The topic of innovation within an organization conjures up images of people creating new products or services, or possibly redesigning existing ones to make things better — new and improved. At the heart of innovation is the culture of the organization and the people who work there.
Innovating starts with the power of human thought. Ideas, inspiration and creativity all come from humans, not machines. The greatest technology cannot reproduce what the human mind can do. In fact, technology is the product of human innovation. The ability to think, dream, imagine and inspire all come from human thought. Tapping into human thought and the human potential is the essence of being innovative.
A big challenge in creating an innovative environment is that most organizations are results driven. The emphasis is on “doing” rather than “thinking.” Some organizations may even unknowingly be discouraging innovation through disempowerment. Employees are often rewarded based on productivity and quantitative measures.
Paradoxically, companies say they want their employees to “think outside the box,” but this is difficult to do when time and greater efficiencies are of utmost importance. Being able to innovate, create and develop new products and services takes time.

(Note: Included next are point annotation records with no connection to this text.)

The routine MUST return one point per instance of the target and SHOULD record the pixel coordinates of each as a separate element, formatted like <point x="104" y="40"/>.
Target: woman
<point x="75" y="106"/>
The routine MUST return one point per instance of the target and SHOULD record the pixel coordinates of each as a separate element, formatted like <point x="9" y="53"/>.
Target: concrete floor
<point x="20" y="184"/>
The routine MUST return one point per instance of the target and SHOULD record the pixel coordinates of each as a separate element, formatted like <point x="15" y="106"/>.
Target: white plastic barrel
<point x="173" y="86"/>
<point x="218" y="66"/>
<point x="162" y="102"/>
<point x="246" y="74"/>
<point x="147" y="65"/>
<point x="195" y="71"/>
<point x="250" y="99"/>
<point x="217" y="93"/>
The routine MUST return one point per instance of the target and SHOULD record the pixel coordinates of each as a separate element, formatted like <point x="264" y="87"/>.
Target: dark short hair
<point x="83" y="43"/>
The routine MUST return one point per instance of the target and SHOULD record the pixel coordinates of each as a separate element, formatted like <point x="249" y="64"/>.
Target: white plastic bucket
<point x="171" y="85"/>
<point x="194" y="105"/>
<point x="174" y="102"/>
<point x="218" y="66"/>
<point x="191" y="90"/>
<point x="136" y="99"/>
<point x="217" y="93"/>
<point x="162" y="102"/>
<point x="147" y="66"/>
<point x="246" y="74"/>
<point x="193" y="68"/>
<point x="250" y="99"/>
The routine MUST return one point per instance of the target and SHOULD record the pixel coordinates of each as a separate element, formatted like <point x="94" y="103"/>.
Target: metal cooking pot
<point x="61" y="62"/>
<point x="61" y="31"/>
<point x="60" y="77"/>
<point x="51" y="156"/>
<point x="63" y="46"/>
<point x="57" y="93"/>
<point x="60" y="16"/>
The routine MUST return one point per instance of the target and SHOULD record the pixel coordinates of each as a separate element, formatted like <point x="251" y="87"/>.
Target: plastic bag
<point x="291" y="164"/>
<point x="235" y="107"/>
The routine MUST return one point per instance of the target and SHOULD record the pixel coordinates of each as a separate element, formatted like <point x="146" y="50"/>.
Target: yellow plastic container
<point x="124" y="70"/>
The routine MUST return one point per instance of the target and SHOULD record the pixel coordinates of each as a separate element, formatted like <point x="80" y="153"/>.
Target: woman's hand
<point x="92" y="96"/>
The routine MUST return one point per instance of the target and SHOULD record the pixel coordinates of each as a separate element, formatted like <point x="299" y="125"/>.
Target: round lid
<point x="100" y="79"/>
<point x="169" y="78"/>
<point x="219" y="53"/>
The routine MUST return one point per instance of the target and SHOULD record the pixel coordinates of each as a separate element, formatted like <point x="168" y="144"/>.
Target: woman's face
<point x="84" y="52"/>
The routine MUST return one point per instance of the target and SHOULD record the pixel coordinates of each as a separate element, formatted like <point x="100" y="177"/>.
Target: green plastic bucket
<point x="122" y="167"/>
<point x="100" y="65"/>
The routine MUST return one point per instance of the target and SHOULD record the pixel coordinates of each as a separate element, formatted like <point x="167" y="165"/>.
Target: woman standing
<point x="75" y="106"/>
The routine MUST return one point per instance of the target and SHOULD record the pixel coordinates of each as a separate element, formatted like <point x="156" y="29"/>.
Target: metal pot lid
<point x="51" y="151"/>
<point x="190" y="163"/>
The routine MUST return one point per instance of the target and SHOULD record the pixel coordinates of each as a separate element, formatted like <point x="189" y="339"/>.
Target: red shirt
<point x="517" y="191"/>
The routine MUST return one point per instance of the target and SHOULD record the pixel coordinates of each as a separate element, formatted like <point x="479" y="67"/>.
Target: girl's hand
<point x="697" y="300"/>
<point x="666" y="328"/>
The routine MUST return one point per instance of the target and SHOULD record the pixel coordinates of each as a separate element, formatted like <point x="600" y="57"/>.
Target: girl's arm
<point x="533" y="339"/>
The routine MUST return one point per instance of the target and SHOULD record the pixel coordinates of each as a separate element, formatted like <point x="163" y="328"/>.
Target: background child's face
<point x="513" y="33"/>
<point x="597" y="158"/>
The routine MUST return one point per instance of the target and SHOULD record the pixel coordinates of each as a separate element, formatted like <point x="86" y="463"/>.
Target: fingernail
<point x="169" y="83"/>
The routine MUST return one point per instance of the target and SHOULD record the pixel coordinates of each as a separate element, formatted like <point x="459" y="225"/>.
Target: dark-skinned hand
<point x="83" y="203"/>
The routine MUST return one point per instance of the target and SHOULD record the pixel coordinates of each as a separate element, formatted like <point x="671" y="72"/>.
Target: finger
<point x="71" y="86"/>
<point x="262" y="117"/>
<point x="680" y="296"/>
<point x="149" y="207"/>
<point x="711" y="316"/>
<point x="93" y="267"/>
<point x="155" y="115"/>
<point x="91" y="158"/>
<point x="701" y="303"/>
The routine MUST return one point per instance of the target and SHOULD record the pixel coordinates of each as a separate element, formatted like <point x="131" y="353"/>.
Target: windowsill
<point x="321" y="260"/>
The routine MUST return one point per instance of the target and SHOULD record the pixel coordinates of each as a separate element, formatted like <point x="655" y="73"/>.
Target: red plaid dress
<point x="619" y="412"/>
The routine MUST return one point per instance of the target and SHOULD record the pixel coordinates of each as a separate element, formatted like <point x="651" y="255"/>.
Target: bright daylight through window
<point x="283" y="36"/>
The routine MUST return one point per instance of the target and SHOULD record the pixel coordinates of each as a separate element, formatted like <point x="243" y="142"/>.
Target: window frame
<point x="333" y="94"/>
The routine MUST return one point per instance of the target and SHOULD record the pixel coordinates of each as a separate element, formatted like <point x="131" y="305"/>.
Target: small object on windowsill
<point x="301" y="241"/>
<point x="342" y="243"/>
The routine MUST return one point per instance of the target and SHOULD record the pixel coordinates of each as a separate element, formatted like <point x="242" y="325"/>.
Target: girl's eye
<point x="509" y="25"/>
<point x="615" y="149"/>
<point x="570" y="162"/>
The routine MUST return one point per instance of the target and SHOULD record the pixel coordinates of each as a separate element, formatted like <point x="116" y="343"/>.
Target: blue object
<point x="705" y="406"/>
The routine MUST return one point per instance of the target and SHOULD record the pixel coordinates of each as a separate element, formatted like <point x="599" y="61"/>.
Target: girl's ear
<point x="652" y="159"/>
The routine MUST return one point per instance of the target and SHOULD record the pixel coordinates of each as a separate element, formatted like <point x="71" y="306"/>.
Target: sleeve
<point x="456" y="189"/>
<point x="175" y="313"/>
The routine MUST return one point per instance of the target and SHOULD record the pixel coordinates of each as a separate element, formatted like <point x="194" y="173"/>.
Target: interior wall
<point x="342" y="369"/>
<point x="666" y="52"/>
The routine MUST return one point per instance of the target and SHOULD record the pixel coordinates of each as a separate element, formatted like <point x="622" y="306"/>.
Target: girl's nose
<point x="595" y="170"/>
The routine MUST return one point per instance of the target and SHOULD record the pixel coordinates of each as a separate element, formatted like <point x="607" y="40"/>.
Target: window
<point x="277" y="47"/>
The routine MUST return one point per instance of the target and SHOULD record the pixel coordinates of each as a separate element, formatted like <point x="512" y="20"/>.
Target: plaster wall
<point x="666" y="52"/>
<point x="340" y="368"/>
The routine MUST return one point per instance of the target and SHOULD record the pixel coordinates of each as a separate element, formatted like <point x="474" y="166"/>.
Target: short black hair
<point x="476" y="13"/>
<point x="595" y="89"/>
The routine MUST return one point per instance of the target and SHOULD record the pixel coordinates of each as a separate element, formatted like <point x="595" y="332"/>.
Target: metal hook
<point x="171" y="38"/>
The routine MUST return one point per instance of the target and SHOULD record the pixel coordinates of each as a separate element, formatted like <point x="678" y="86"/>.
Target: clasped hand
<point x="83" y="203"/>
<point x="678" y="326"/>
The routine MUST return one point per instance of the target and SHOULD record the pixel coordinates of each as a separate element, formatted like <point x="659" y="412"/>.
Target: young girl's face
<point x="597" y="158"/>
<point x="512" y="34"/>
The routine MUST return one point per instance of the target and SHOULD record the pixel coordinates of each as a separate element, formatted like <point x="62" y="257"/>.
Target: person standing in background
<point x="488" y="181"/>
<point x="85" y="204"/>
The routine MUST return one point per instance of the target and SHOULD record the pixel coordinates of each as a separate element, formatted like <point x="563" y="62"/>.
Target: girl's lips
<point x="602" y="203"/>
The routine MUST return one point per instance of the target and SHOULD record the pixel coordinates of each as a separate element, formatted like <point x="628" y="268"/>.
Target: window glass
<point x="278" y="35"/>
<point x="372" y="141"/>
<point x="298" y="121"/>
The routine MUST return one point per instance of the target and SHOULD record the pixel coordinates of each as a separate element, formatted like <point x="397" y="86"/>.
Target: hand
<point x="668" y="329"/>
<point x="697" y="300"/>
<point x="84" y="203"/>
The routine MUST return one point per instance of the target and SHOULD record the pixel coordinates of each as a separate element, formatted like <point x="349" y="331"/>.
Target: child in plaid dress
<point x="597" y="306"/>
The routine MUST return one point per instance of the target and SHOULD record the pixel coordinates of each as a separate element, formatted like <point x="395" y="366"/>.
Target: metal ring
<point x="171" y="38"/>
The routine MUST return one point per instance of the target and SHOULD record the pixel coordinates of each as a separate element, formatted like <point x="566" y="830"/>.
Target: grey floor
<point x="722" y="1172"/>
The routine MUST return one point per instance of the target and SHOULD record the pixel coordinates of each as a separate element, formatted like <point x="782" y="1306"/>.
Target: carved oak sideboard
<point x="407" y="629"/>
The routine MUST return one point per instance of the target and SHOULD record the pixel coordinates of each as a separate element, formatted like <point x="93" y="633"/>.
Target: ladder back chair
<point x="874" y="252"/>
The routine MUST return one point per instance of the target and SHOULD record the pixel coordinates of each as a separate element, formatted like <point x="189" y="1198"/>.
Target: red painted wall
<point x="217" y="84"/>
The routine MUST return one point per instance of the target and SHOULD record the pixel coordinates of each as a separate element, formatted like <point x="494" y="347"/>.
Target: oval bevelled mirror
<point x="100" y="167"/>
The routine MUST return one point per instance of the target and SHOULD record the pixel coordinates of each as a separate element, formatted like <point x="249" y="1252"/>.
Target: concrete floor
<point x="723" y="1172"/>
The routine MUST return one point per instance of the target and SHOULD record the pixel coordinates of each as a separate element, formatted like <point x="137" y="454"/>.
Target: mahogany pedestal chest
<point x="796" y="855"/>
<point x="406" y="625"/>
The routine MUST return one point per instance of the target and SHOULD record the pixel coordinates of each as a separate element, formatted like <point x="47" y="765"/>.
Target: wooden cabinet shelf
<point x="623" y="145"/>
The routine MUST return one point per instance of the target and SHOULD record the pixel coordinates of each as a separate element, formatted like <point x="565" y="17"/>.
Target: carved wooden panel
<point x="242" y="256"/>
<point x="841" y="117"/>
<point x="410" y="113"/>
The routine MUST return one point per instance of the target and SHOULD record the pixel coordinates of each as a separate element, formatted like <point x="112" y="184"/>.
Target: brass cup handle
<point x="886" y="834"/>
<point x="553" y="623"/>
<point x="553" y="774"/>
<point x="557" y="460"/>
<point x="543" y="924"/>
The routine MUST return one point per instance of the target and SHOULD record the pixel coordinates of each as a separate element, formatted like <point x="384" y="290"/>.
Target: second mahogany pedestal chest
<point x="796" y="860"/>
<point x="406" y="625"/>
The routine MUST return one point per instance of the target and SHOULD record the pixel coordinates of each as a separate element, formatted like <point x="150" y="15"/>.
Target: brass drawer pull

Sometimes, this is designated to only certain departments, which eliminates many others from contributing their ideas.
Unless it is built into their job description or designated as a project, most workers do not have downtime to sit and think and conjure up better ways to do their jobs. When time to think becomes scarce, the thinking begins to erode, employees disengage and come to work “just to do their jobs.” They rarely feel a part of the whole.
Environment makes a difference
Essential psychological components of innovation in organizations include:
1. Safety and trust in working relationships
2. Fostering the time and freedom to think, dream and inspire
3. Engaging, empowering and rewarding employees to innovate
4. Willingness to take risks
5. Emphasis on continuous improvement
A primary ingredient in the culture of a healthy and vibrant organization is to have employees that collaborate and share willingly with others, for the greater good of the company rather than for their own self-serving reasons. This requires having trust in leadership and co-workers, and having a sense of safety in being able to share and collaborate.